During August it was announced that the new Chief Economist of the Bank of England is Huw Pill – someone who is seen as keen to keep inflation under control.
Eurozone Economic News
The Eurozone economy is several months behind the US and UK in terms of recovery and as a result the region’s slowdown has so far not been as pronounced.
Whilst the rate of growth is estimated to have slowed marginally, the economy still improved at the second-fastest rate in the last 15 years (according to surveys).
As in the case of much of the wider world, however, supply chain disruptions and cost increases were a feature during the month.
In fact companies reported costs increasing at one of the fastest rates in 20 years.
In an effort to meet demand firms took on new workers at an historically strong rate.
The unemployment rate across the region fell to 7.6% compared to 7.8% in the previous month.
Wider Economic News
The Chinese economy continued to look lacklustre during August.
The country has experienced a recent outbreak of the Delta variant and the aggressive response from the authorities has led to significant economic disruptions.
The huge manufacturing sector is estimated to have contracted for the first time since the first wave of the pandemic in April 2020.
Elsewhere the Japanese manufacturing sector continued to improve but at a weaker pace than in previous months.
Financial Markets and Corporate News
Whilst global growth seems to be slowing, equity markets appear relatively sanguine and most stock markets continued to make gains during August.
Over the last 6 months the FTSE 100 returned 10.59%, whilst the Euro Stoxx 50 returned 14.74% and the US S&P 500 returned 16.49% (total return).
The Japanese Nikkei 225 returned -5.31%.
The broad emerging markets index returned -2.67% in US$ terms.
The 10 year Treasury yield rose slightly during August but still remains significantly lower than it was back in April.
The Investment Association (IA) UK Gilts sector returned 4.20% over 6 months, whilst the IA Sterling Corporate Bond sector returned 2.95% and the IA Sterling High Yield sector returned 3.13%.
Source: FE Analytics
Summary of Key News:
- Most economies of the world are accelerating at a solid rate.
- However, momentum has slowed in some economies.
- Stretched supply chains across the world are constraining output.
- US inflation remained elevated whilst UK inflation fell back slightly.
- UK retail sales growth came in well below expectation.
- The Chinese economy weakened as the authorities looked to control the Delta variant.
- Over 6 months the FTSE 100 returned 10.59%, the Euro Stoxx 50 returned 14.74%, and the S&P 500 returned 16.49% (total return).
- The Japanese Nikkei 225 returned around -5.31% (total return).
- The broad emerging markets index returned approximately -2.67% (in US$ terms).
- The IA UK Gilts sector returned 4.20% over 6 months, whilst the IA Sterling Corporate Bond sector returned 2.95%, and the IA Sterling High Yield sector returned 3.13%.
Although it was inevitable that the pace of the economic recovery would slow down at some point, the abruptness of the change has taken some people by surprise.
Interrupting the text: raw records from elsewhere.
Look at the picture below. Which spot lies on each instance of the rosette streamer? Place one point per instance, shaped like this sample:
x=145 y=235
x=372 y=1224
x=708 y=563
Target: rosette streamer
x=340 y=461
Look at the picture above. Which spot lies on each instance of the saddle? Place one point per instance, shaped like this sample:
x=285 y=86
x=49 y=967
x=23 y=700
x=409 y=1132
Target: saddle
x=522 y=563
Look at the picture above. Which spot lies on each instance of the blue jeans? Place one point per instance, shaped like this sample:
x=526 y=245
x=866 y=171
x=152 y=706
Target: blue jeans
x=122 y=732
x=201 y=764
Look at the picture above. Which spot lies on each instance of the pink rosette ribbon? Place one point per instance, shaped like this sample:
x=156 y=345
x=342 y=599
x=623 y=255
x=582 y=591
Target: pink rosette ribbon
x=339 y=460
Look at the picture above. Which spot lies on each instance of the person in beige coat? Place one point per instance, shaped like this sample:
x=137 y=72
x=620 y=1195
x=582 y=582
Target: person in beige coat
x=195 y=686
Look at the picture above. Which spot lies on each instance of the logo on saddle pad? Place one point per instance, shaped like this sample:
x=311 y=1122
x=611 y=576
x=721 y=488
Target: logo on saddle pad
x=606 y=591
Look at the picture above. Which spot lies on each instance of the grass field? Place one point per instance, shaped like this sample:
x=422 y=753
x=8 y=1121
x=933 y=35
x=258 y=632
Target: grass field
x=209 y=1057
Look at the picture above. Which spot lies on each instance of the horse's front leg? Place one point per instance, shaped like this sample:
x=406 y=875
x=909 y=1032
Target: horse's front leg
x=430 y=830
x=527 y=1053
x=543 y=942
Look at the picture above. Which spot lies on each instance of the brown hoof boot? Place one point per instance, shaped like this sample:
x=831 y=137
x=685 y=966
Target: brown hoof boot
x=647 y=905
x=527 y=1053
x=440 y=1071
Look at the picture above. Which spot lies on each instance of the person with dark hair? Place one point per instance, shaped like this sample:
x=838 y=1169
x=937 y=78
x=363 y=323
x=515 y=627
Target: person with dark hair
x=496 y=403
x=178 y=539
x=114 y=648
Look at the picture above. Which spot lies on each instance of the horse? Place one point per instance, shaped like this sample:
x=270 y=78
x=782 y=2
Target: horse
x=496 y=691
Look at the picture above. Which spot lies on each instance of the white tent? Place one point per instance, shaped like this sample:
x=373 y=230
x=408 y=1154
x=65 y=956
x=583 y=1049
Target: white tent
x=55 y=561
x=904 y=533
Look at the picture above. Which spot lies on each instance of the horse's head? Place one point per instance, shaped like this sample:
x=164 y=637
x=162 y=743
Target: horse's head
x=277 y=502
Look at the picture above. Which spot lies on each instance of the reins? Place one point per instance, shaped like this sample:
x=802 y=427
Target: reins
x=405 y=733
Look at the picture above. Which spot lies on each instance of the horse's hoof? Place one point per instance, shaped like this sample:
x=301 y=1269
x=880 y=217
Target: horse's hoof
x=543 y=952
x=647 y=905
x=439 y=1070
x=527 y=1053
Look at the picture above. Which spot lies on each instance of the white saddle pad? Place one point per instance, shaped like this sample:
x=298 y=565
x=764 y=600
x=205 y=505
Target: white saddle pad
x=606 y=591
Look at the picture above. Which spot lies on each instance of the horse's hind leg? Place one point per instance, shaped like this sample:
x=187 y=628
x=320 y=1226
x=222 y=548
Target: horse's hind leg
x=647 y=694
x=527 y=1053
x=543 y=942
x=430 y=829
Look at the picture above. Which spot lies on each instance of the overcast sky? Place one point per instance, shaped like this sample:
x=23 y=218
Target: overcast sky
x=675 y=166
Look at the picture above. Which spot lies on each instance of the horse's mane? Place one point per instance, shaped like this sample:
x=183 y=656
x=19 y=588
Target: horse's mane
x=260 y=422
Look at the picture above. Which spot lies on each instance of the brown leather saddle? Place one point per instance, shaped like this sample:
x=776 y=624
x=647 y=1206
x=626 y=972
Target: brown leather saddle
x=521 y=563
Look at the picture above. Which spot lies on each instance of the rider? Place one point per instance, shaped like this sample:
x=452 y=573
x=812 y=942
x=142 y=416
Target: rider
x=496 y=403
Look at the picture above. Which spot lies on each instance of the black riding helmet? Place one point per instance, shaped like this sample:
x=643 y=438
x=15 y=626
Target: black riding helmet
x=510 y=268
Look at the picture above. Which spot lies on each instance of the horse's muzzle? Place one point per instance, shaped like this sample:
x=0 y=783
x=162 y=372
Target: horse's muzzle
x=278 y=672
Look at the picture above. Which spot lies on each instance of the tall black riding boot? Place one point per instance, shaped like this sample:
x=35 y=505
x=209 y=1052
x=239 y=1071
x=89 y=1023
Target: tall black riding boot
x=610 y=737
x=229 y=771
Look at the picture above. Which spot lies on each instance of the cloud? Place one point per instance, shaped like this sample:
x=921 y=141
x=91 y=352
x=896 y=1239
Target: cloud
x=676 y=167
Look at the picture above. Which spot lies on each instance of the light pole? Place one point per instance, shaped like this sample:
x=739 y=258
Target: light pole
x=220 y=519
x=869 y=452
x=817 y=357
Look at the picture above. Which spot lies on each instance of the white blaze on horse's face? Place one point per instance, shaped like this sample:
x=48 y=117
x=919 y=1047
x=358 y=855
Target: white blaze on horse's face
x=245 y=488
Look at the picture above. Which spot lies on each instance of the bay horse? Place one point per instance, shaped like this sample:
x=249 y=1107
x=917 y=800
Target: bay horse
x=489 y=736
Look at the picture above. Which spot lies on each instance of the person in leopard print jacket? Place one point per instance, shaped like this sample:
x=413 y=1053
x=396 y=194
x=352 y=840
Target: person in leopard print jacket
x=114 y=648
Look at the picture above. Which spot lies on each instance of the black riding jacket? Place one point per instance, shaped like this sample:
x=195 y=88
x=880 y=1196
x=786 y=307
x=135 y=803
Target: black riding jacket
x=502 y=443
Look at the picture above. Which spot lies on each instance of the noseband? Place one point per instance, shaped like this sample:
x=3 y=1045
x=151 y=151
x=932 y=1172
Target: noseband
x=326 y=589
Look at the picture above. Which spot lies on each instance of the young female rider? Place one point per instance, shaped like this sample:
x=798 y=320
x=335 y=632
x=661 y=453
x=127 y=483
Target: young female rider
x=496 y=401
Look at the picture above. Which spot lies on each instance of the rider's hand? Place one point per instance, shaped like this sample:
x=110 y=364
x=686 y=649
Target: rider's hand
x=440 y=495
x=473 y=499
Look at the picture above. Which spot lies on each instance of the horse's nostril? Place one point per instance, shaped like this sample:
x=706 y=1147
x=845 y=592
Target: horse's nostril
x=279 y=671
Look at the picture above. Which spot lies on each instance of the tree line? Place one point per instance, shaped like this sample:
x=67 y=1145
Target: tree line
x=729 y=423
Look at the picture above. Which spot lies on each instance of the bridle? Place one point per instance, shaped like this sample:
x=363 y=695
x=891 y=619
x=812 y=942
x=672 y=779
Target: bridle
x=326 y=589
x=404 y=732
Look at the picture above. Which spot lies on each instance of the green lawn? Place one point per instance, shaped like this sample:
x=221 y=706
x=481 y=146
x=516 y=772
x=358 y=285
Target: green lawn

Arguably the key question is whether this slow down can be purely laid at the feet of supply chain disruptions, which will get better in time, or whether the recovery is fundamentally weaker than first thought.
To date investors seem less worried by the economics and more by what it means for Central Bank policy.
Equity markets rose after Jerome Powell’s Jackson Hole speech, which was interpreted as playing down the chances of reducing stimulus measures until the end of this year.
Even so, with companies across the globe facing historically high cost pressures, the issue of whether Central Banks should be moving faster on curbing inflation is likely to remain in the spotlight.
This opens the door to a situation where any comment by a policymaker which merely hints at a change in policy could move markets quite significantly.
More broadly, the extremely low interest rate environment has meant that relatively high stock market valuations can be supported.
If Central Banks are judged to have ‘jumped the gun’ in terms of raising interest rates then this could mean that stock market valuations are no longer justified.